Elgar was sublime, carving out his 11th Test century to bat through the day and finish on 121*.
It wasn't enough, though, to prevent Australia from leaving the opening day feeling better about proceedings than their hosts.
South Africa went from 220/2 to losing six wickets for just 46 runs in the final session, and most of that had to do with Cummins'.
The Aussie quick picked up 4/12 in his final eight-overs in a spell that has turned this game on its head.
With Elgar and AB de Villiers (64) set, the Proteas were about an hour of sensible play away from batting Australia out of the game.
Instead, they go into day two with it all to do, and their bowlers will now be tasked with putting them back into the pound seats in this contest.
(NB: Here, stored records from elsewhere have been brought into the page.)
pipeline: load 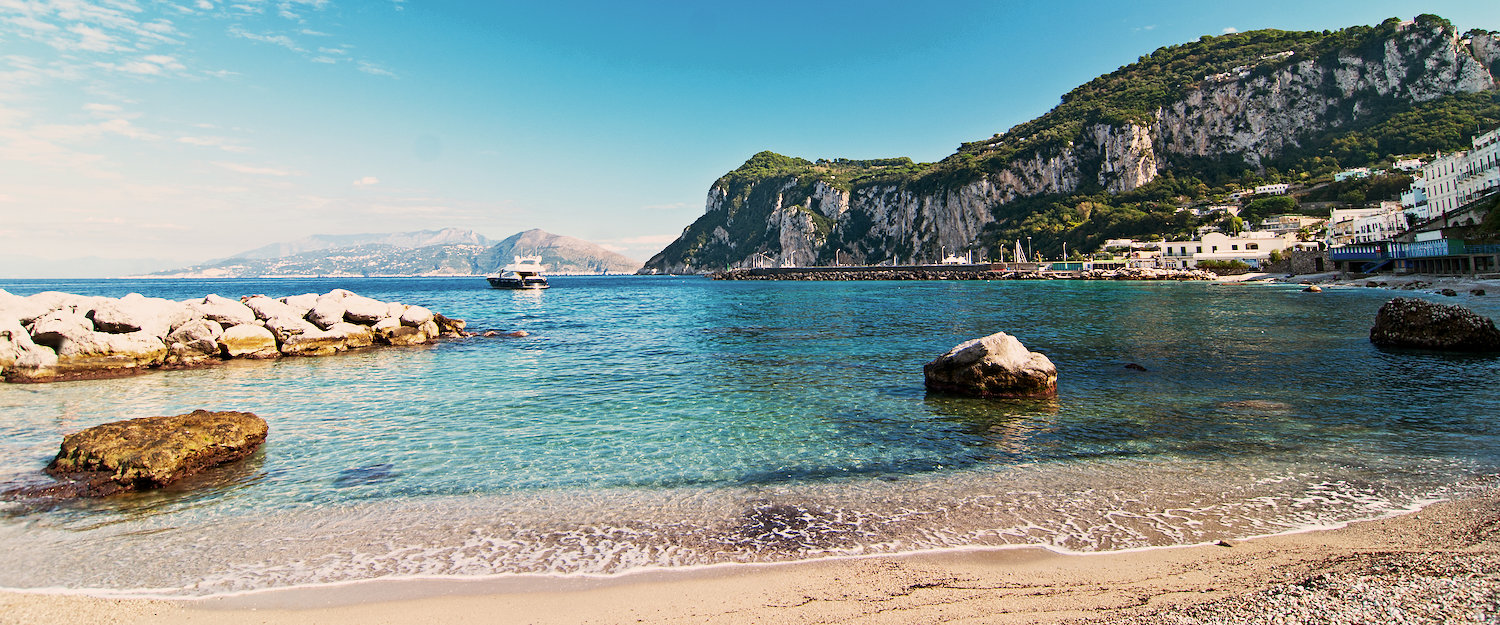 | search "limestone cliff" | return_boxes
[642,16,1500,273]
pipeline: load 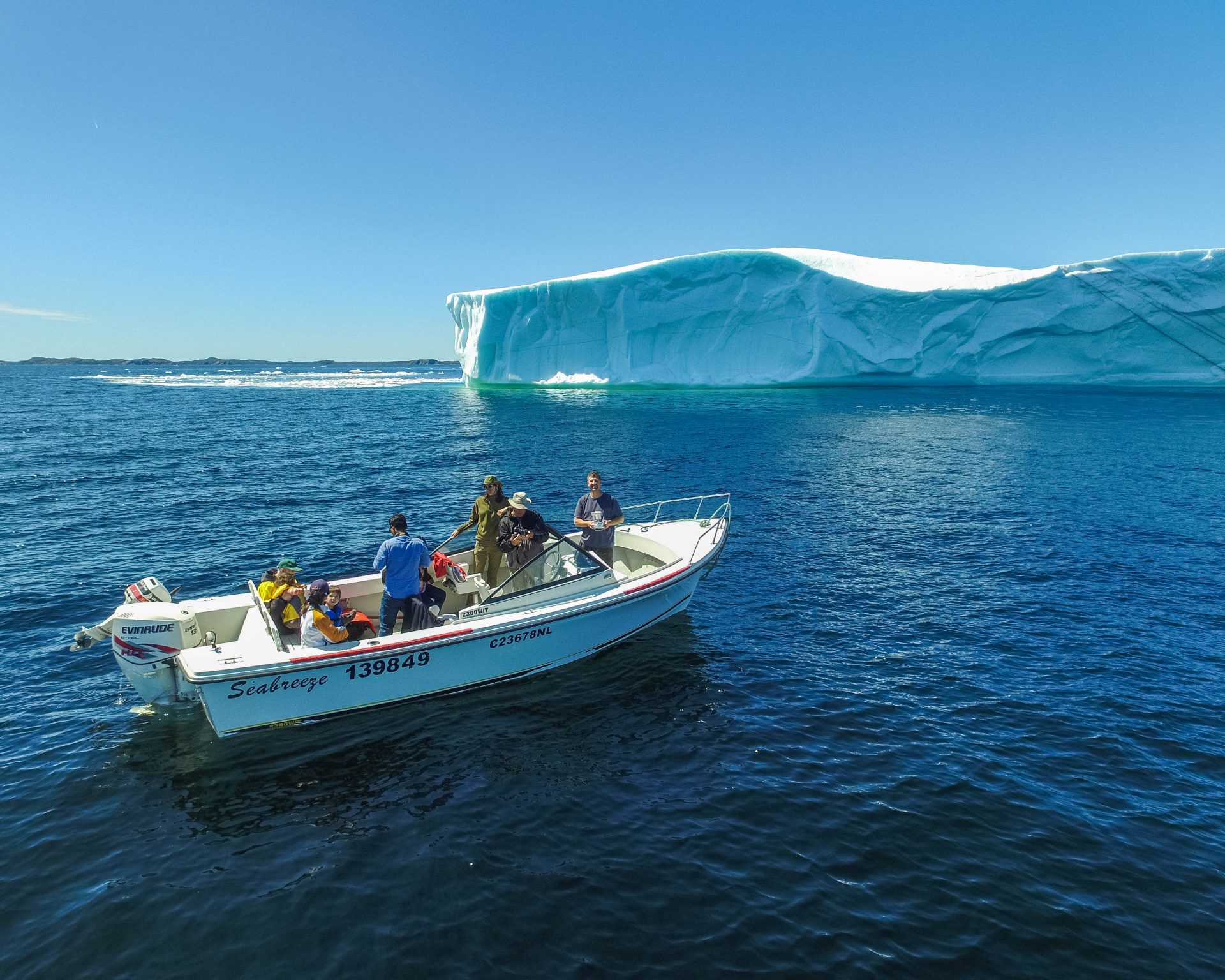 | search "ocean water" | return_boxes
[0,365,1225,980]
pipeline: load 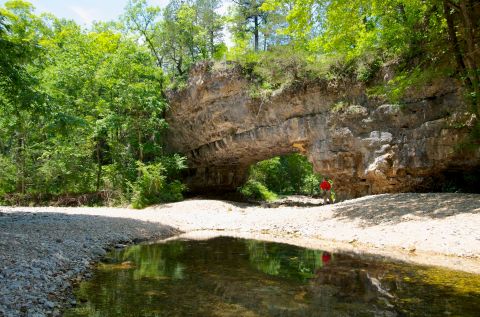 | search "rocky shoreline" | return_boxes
[0,194,480,317]
[0,211,177,317]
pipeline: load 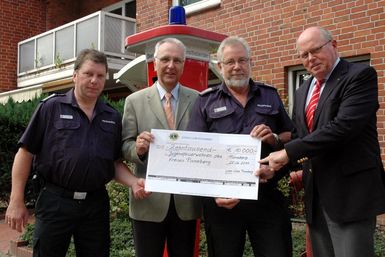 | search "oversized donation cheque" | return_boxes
[145,129,261,200]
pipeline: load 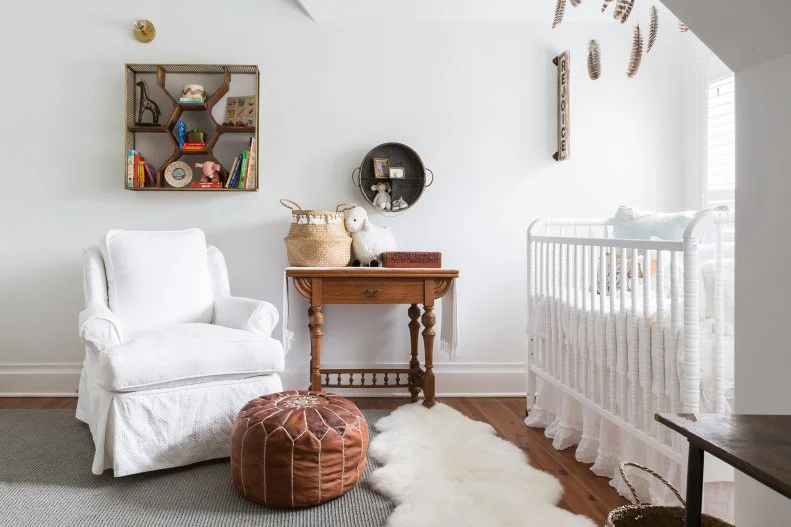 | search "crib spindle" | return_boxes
[628,249,642,426]
[586,246,596,400]
[714,223,726,414]
[640,249,654,435]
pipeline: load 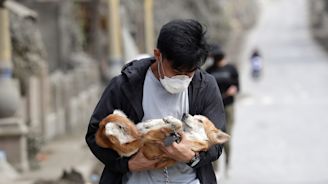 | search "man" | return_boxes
[206,45,239,170]
[86,20,225,184]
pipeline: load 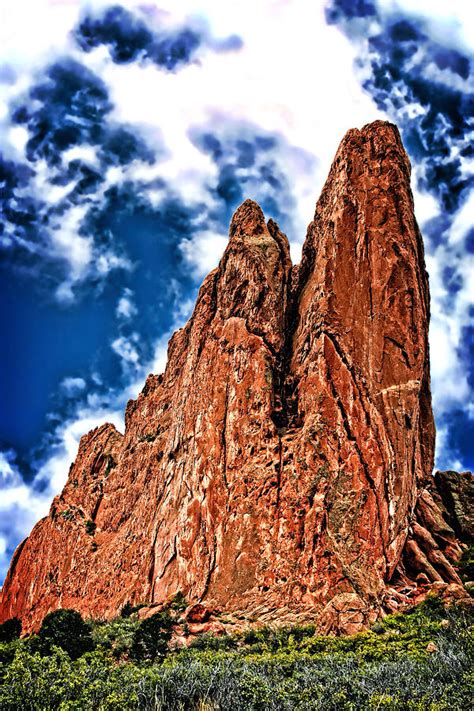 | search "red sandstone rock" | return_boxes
[0,122,472,633]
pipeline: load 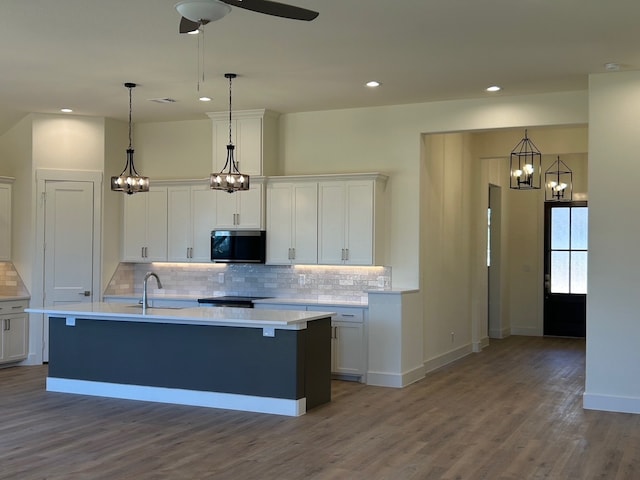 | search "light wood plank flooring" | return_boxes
[0,337,640,480]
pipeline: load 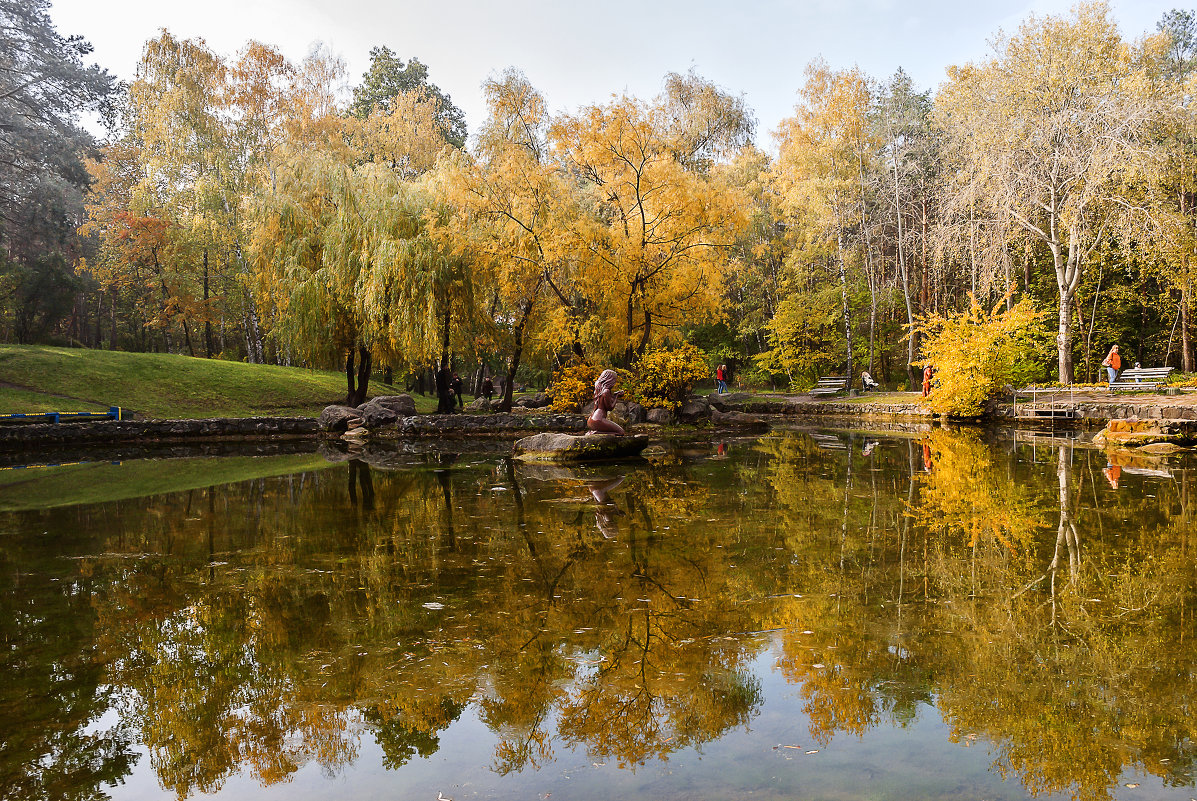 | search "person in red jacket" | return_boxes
[1101,345,1122,383]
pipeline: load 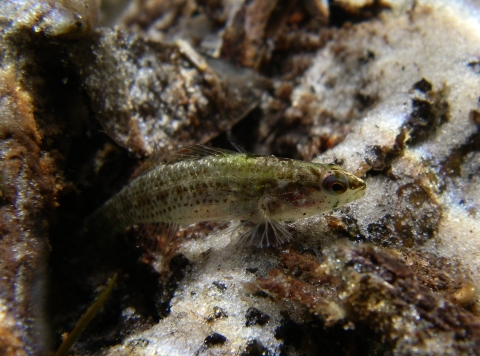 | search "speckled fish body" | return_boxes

"He looked like he really found rhythm in his bowling," Elgar said of Cummins after the day's play.
"We tried to handle him as best we could. I thought he was quite a big threat throughout the day. When he hits his straps with a ball that reverses he is quite a handful.
"He kept us on our toes and we know the outcome. He’s ultimately brought Australia back into this game."
Elgar has played enough Test cricket to know that such meltdowns are possible.
"I think that's the nature of Test cricket for you," he said.
"For four hours, a team can be dominant and then in the other two hours a team can bounce back.
"I know the players in our side are trying their backsides off to contribute and do well for the side. I'm aware of the difficulties of this format. When you're facing three top class seamers and Mitch Marsh, who does a great job, and they've got a quality spinner ... you're always up against it."
Elgar acknowledged that the Australians had stuck to their guns and executed their plans well throughout the day.
"They executed their plans to a tee, especially after tea. They were better than us in that session and we ultimately have to accept that," he said.
"We set ourselves high standards and players will be disappointed, but it’s about what you do after the disappointment. We need to brush it off and find a way."